Now that we proved we can provide real value to our customers, we need to focus on attracting more paying TVs, VOD providers and cinema chains to make the company not just profitable but globally recognized and truly successful.
Always be looking for new revenue sources!
Remember the image from the top of the article? It shows our big vision. And we’re only half way through.
The personalization platform that we developed processes the collected data in the cloud and provides a recommendation service through the API to our business customers. What we’re building now is the analytics platform — also requested by our media customers — which uses the same data to provide additional services to the industry, services that go way beyond personalized recommendations. This will enable Filmaster to produce Nielsen-like reports faster and cheaper, as well as provide innovative services like automated television programming, tools enabling buyers find better content, and personalized advertising!
I’m very excited about this vision — I think it actually requires a separate post.
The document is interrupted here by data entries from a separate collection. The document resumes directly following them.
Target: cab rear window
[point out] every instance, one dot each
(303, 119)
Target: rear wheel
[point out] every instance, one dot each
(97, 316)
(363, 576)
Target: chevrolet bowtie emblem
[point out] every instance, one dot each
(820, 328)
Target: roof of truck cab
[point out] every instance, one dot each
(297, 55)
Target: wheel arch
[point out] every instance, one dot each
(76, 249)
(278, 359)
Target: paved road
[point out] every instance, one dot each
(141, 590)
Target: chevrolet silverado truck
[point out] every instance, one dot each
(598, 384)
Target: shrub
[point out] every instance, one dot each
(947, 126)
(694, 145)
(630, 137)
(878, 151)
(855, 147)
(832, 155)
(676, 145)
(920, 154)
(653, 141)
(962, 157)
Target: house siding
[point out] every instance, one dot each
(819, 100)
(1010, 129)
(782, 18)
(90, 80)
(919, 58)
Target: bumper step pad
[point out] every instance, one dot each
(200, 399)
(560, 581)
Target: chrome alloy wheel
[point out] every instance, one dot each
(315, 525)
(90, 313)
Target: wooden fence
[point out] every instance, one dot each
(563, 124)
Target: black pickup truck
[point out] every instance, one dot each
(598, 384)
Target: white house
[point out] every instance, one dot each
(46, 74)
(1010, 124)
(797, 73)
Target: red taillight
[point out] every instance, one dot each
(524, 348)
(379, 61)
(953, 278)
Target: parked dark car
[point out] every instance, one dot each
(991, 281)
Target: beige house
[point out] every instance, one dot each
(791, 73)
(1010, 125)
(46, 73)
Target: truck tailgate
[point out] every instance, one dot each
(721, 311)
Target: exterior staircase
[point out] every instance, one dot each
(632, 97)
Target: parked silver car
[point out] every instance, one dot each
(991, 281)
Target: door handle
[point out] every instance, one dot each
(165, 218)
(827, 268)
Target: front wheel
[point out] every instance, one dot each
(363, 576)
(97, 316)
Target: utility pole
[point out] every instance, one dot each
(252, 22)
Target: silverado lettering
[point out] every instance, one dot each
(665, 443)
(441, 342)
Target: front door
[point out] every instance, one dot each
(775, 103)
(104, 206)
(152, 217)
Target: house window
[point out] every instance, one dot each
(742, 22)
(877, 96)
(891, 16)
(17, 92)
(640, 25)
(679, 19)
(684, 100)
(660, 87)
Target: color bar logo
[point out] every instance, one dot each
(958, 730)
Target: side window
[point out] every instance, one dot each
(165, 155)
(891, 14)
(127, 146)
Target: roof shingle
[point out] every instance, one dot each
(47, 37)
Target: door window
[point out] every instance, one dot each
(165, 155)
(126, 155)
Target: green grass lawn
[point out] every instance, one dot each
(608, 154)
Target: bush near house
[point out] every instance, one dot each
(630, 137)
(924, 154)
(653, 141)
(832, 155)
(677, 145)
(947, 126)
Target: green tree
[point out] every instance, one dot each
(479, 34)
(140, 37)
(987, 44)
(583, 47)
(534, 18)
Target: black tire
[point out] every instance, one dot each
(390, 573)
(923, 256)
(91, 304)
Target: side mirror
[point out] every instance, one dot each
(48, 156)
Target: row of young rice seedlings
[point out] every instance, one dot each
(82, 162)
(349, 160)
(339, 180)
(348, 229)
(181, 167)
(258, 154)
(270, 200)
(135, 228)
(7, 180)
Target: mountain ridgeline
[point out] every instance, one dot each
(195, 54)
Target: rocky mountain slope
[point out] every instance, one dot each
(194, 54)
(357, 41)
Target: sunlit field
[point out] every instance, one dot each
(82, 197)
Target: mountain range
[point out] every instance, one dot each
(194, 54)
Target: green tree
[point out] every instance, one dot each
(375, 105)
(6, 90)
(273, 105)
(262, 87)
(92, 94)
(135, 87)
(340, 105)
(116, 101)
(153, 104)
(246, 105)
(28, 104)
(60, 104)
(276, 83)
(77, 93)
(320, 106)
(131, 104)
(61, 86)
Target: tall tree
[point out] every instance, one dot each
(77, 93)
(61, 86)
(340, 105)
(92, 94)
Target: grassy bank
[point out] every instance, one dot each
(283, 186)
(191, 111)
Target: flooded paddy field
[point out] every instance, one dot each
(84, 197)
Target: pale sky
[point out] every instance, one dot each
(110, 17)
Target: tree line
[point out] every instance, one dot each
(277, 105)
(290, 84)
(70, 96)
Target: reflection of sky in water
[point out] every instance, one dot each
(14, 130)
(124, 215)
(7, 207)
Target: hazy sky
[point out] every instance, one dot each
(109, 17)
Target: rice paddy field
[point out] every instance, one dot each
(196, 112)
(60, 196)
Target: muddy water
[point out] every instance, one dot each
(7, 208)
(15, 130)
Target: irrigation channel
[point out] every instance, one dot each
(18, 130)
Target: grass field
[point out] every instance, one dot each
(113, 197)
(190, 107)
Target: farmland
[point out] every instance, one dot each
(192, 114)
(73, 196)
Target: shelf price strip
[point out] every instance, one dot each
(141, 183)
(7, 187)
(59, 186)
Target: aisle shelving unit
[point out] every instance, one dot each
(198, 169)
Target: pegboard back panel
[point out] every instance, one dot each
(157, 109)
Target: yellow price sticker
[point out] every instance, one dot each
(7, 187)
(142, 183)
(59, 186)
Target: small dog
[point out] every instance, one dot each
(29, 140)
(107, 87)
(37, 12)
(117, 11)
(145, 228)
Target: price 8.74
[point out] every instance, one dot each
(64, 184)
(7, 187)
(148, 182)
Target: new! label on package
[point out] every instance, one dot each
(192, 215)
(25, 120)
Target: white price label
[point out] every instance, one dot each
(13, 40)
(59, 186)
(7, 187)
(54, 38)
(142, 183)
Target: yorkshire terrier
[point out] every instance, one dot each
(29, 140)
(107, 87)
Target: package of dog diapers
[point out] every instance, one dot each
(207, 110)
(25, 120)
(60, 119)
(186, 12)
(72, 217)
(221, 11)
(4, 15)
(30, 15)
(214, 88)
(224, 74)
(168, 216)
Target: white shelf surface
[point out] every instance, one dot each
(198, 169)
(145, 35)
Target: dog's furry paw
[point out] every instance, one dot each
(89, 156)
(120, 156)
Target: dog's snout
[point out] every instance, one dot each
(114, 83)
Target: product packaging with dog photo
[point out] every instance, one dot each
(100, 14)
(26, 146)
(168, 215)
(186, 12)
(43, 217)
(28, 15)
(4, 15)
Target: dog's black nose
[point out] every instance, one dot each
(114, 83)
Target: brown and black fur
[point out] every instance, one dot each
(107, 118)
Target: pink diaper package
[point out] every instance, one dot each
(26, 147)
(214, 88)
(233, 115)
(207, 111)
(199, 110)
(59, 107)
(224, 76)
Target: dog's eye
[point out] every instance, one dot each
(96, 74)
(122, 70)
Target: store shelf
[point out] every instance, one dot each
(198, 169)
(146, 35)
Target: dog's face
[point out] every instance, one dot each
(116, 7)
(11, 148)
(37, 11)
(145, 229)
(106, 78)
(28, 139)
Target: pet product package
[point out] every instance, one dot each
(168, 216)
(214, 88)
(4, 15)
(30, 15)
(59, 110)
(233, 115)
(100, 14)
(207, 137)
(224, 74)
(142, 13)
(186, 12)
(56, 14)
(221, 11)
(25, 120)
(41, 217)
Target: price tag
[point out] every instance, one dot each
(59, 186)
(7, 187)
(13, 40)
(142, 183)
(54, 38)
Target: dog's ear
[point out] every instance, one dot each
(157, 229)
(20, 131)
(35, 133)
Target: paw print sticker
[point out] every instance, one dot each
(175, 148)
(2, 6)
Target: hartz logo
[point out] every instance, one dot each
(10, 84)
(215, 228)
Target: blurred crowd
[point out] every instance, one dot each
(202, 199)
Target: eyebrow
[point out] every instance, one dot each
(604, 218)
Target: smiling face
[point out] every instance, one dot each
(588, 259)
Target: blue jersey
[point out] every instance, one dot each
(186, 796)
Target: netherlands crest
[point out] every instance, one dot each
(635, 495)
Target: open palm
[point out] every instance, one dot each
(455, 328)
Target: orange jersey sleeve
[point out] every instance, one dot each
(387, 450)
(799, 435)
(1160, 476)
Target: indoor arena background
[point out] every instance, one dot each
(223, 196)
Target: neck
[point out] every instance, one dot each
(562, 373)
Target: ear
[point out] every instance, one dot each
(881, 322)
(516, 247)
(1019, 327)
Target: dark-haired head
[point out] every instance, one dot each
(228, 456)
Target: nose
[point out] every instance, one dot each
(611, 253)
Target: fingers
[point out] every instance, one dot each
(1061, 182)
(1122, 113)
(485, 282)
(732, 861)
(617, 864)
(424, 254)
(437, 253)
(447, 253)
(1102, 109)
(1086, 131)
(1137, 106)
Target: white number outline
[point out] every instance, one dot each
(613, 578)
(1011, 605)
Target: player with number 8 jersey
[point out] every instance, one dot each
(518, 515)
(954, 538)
The point I’m trying to make here is that running a startup means you have to always be looking for new potential revenue sources. You also can’t be afraid of change. Pivoting is good. It may lead you and your company to places you haven’t expected to explore, whereas sticking to the original idea almost never leads to success.
- know your advantages,
- pivot smartly,
- don’t run out of money,
- and find the business model that will work for you.